We often speak of data as an input for algorithms, but it is also the product of standards and legal frameworks that shape their production. On the one hand, something that sounds as technical as developing a data standard is an exercise that allows us to rethink the production of data and its use, as well as the existing problems with biases in its creation. On the other hand, algorithms learn from data and build their representation of reality from it. Therefore, data production is also at the center of all discussions about what is called artificial intelligence.

Without the right categories, the right data cannot be collected and, increasingly, without the right data, it becomes difficult to create policies that offer solutions to different groups and people and even more general social changes. Thus, there is a need for accountability and inclusiveness when it comes to data production.

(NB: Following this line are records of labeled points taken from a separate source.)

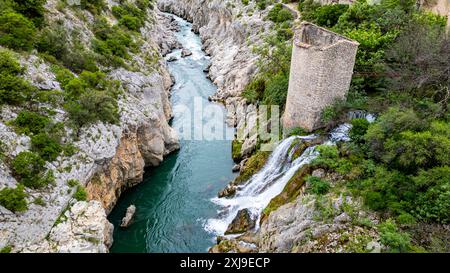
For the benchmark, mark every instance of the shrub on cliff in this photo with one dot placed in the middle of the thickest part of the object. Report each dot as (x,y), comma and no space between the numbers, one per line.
(30,123)
(14,199)
(14,89)
(16,31)
(47,147)
(393,238)
(91,97)
(29,169)
(80,194)
(53,40)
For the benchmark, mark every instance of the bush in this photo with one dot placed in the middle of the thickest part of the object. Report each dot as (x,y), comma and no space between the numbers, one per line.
(80,194)
(114,47)
(91,97)
(30,123)
(261,4)
(79,59)
(13,89)
(28,168)
(411,150)
(433,201)
(327,15)
(17,32)
(9,65)
(317,186)
(391,123)
(94,6)
(73,182)
(47,148)
(130,22)
(53,40)
(130,16)
(276,89)
(254,91)
(395,240)
(359,129)
(236,146)
(328,157)
(14,199)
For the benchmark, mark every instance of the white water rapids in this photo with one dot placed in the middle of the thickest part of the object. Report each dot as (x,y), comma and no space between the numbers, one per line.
(257,192)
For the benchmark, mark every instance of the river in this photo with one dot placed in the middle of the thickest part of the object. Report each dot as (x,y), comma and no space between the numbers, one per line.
(173,202)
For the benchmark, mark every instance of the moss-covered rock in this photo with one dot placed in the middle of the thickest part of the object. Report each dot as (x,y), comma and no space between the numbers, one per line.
(236,147)
(241,223)
(251,166)
(290,192)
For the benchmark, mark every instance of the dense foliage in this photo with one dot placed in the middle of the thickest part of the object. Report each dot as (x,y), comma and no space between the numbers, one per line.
(13,199)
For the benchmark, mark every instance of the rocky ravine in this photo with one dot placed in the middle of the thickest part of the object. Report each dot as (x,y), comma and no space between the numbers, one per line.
(229,30)
(110,158)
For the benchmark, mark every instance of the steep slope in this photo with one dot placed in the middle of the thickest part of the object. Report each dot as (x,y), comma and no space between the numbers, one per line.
(108,158)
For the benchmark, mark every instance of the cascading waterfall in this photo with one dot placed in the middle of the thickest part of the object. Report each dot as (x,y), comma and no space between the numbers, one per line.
(257,192)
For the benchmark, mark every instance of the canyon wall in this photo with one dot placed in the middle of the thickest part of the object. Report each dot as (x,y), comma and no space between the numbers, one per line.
(109,158)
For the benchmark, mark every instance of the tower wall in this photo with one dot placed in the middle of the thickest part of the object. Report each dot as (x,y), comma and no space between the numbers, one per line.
(321,71)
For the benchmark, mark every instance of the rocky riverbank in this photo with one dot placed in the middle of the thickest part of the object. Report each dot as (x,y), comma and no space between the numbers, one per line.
(229,31)
(109,158)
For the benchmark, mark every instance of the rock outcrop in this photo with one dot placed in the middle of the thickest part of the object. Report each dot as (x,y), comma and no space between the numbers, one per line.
(109,158)
(241,223)
(84,229)
(128,219)
(229,30)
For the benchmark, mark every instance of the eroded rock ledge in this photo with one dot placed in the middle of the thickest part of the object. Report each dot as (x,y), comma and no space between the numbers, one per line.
(110,158)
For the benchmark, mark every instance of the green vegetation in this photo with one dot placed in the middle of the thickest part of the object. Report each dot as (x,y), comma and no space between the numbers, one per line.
(90,97)
(29,169)
(278,14)
(6,249)
(73,182)
(80,194)
(236,146)
(14,199)
(393,238)
(14,90)
(290,192)
(317,185)
(111,43)
(252,166)
(17,32)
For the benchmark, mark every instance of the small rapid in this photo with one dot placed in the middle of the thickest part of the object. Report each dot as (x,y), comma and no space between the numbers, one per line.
(262,187)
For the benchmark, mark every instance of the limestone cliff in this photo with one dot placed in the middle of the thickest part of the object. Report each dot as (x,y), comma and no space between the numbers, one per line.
(229,31)
(109,158)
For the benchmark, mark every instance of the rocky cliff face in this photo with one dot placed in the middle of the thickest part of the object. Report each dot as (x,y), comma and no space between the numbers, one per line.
(110,158)
(229,30)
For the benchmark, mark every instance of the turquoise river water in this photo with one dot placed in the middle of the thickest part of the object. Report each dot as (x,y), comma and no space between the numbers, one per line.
(174,200)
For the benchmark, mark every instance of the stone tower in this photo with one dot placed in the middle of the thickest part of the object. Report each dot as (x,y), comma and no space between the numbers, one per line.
(321,71)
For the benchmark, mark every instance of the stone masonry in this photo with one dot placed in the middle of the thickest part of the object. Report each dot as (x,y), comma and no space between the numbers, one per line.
(321,71)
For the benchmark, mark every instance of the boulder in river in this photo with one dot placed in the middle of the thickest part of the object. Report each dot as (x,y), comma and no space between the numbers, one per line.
(228,191)
(172,59)
(128,219)
(241,223)
(185,52)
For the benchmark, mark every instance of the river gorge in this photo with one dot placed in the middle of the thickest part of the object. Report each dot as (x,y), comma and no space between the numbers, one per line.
(173,203)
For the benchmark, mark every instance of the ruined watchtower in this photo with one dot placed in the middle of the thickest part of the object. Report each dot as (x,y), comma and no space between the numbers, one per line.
(321,71)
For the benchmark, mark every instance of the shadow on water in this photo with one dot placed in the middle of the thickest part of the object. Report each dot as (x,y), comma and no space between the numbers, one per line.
(174,200)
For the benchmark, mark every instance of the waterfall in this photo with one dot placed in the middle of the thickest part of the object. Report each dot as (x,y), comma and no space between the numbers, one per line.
(257,192)
(270,181)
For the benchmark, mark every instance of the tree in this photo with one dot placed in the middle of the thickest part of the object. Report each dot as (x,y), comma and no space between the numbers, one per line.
(16,31)
(14,199)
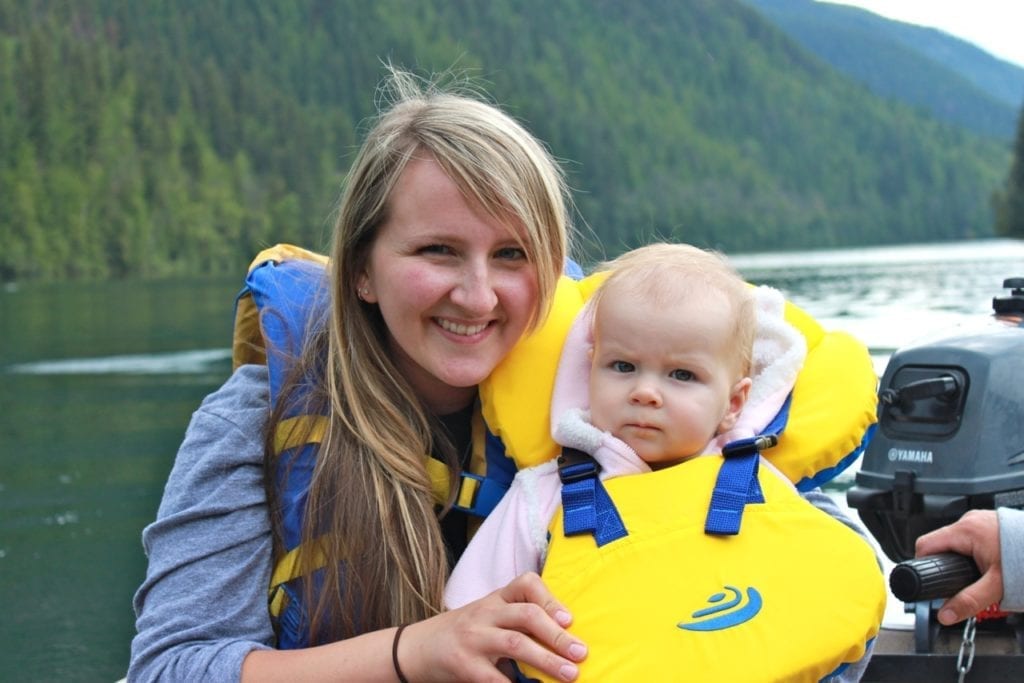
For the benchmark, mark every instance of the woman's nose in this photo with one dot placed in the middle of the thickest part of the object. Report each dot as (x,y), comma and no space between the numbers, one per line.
(475,291)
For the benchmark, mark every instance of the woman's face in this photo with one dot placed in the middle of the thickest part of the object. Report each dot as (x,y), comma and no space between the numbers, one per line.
(453,285)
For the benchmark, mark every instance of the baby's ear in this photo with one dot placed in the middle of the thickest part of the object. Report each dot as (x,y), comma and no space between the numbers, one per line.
(737,398)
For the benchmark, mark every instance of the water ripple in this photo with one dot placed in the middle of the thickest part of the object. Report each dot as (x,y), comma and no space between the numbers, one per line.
(173,363)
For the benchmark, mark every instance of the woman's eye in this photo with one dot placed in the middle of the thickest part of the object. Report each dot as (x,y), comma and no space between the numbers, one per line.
(511,254)
(436,249)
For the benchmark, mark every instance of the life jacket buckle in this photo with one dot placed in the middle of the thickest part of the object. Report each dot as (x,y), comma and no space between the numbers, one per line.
(576,465)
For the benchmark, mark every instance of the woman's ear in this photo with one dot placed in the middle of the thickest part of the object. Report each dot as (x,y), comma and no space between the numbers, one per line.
(364,289)
(737,398)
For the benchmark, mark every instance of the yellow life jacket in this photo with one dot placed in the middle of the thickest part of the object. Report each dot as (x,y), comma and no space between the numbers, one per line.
(828,420)
(795,596)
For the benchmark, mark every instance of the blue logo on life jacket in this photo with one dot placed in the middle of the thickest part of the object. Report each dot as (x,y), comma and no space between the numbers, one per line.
(726,614)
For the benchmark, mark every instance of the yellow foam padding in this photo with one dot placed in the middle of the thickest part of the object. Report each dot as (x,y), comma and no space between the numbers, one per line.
(834,401)
(286,569)
(822,593)
(247,342)
(516,397)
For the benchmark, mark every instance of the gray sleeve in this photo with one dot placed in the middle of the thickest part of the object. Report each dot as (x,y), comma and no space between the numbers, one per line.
(823,502)
(202,607)
(1012,550)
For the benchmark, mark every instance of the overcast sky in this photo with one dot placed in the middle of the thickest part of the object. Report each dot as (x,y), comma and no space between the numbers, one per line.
(994,26)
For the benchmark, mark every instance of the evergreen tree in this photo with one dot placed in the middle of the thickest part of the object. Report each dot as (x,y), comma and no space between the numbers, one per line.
(1010,202)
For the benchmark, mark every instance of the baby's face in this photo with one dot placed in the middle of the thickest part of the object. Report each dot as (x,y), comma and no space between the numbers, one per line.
(664,381)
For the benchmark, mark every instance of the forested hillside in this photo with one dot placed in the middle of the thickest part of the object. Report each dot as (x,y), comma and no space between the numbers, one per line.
(953,80)
(145,137)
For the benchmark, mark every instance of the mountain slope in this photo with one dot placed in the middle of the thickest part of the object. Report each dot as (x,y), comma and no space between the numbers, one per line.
(140,138)
(926,68)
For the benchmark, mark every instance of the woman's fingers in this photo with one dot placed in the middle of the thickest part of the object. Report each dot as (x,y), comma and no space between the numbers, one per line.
(973,599)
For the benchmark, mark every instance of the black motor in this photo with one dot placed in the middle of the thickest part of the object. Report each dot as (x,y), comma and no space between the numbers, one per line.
(950,434)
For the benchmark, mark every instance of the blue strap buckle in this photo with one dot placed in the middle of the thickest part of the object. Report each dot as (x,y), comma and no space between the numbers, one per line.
(736,484)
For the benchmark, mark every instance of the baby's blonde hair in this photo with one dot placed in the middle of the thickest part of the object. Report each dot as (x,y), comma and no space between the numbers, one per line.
(665,273)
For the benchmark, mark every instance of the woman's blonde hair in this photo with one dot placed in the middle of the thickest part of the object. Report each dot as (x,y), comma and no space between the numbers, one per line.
(371,513)
(663,273)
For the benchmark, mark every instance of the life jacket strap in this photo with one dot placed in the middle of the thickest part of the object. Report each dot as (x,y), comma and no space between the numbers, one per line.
(736,484)
(587,508)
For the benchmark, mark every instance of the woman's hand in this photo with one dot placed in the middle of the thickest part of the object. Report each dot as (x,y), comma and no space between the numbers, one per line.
(521,622)
(975,535)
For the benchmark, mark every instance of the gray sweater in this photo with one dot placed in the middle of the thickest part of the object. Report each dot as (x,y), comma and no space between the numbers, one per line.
(203,607)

Take for instance our work on femicides at ILDA. If there is no clear data on certain aspects that can characterize a femicide, we could be not accounting for them therefore neglecting to consider these victims when designing and implementing policies and other measures. Furthermore, when exploring data on violence against the LGBTQ + community in Central America, it is evident that, without data on gender, sexual orientation and other variables, it is very difficult to understand how serious the problem is becoming in that region (or in any other, for that matter).

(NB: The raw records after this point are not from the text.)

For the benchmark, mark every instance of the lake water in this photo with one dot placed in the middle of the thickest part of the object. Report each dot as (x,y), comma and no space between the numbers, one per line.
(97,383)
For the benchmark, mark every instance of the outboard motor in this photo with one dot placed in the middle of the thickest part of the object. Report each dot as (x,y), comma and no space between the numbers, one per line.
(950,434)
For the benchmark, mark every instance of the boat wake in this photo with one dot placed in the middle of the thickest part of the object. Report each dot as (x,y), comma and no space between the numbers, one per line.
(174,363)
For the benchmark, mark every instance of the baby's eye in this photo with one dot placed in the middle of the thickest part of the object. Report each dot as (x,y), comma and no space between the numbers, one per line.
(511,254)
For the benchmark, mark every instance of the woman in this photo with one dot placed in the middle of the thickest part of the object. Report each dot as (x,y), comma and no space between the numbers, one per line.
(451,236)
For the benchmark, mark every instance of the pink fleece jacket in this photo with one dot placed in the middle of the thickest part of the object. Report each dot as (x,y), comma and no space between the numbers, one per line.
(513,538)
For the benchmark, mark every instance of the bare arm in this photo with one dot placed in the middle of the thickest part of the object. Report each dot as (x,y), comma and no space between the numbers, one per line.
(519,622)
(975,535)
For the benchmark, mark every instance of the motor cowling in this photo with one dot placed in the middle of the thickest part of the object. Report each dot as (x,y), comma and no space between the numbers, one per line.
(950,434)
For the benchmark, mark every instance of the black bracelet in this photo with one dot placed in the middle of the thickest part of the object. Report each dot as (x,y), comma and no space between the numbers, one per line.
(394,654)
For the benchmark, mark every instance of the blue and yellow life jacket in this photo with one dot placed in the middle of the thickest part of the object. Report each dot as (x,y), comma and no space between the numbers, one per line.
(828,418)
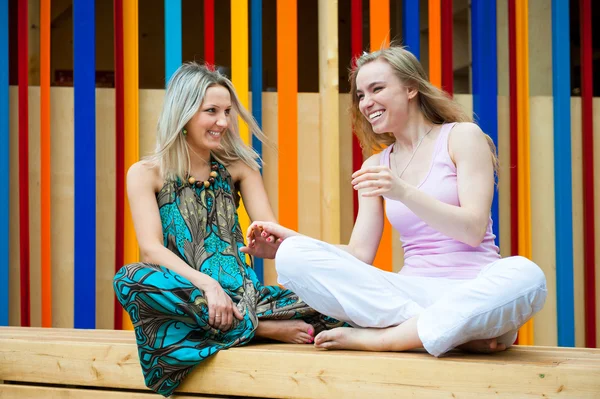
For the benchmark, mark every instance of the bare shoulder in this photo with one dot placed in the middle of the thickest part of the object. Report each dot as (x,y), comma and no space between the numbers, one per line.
(240,170)
(146,173)
(466,137)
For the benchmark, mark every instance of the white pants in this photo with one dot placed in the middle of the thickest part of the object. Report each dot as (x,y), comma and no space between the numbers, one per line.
(451,312)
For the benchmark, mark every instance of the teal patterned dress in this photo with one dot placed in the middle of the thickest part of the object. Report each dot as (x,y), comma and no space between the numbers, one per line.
(169,314)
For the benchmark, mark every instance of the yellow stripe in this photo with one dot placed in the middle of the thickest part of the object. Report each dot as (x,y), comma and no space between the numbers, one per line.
(130,64)
(239,74)
(521,11)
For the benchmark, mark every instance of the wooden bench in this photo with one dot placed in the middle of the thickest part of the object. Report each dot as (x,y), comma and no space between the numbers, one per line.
(66,363)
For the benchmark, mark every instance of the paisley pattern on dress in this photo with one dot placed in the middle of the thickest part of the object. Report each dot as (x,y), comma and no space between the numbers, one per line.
(170,314)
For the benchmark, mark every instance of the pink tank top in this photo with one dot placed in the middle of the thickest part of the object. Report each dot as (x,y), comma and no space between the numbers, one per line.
(427,252)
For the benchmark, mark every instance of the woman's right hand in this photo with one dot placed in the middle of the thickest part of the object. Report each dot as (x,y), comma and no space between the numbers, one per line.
(221,309)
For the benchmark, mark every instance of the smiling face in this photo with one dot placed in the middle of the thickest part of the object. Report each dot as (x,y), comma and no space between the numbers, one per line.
(209,124)
(382,98)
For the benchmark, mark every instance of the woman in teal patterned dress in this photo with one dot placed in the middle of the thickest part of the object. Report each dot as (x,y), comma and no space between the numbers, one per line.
(194,294)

However, there is a caveat: although making these populations and their problems visible through data can help governments and civil society actors address their needs, doing so also poses a risk to vulnerable populations, as it could accelerate trends towards discrimination and exclusion (ILDA, Data for development the road ahead, p. 19).

Default perspective

In this context, we must pay close attention, in both cases, to whose perspective is supposed to be the default one (D’Ignazio y Klein, Data feminism, chapter 1). Almost always, the perspective that is taken into account is from those who occupy the most privileged positions in the field (people or companies that may also have incentives to exploit data and develop algorithms), as they do in our society in general. This privilege makes some populations invisible in data sets, algorithms, and visualizations, to name a few examples.

What do we mean by biases?

Power and data are related. Societal and power structures create biases, an inference based on a prejudice or a preconceived idea due to a specific worldview. Biases are multi-layered and they manifest in different ways. We carry our own biases and experience them in our daily lives. They can be related to gender, race, age and class, among others, and can result in different types of discrimination. (See: Brandusescu, Canares, Fumega. ¿Estándares de Datos Abiertos a puerta cerrada?) As mentioned, these biases are included in the processes by which data is produced and, in many cases, in the standards that guide that production.

What do we mean by prejudices? There are different meanings, depending on the context. The examples include cognitive biases (a particular characteristic of a subject, which affects the way they perceive reality) or, when talking about AI, algorithmic biases, which are systematic and repeated errors that create unfair results, such as arbitrarily granting privileges to a group of users, over others. These biases could be identified at different stages of the data production processes, from problem definition to data collection, preparation, and finally when data is used and you realize that something is off. (sometimes a little late).

A long way ahead

The above discussion may seem quite technical, but it certainly has an impact on all of our lives, especially for the most disadvantaged parts of the population. This is particularly important when data and algorithms are part of decision-making processes that affect people, since, for example, a statistical pattern that applies to the majority may not be valid for a minority group. This is one of the main reasons we discuss and analyze this type of data and processes.

At the end of the day, these kinds of concerns are important because these biases affect people's lives, when making decisions (our own choices as consumers) or when they are the subject of the decision-making process of others. From consuming information about politics, to the benefits to which we are entitled, to not receiving certain opportunities just because we belong to a certain demographic group, we, as a society, must be aware of the implications of the data we produce and consume. We are still learning to deal with prejudices and mitigate them. There is a long way to go, but the first step is to become more aware of these dangers and implications.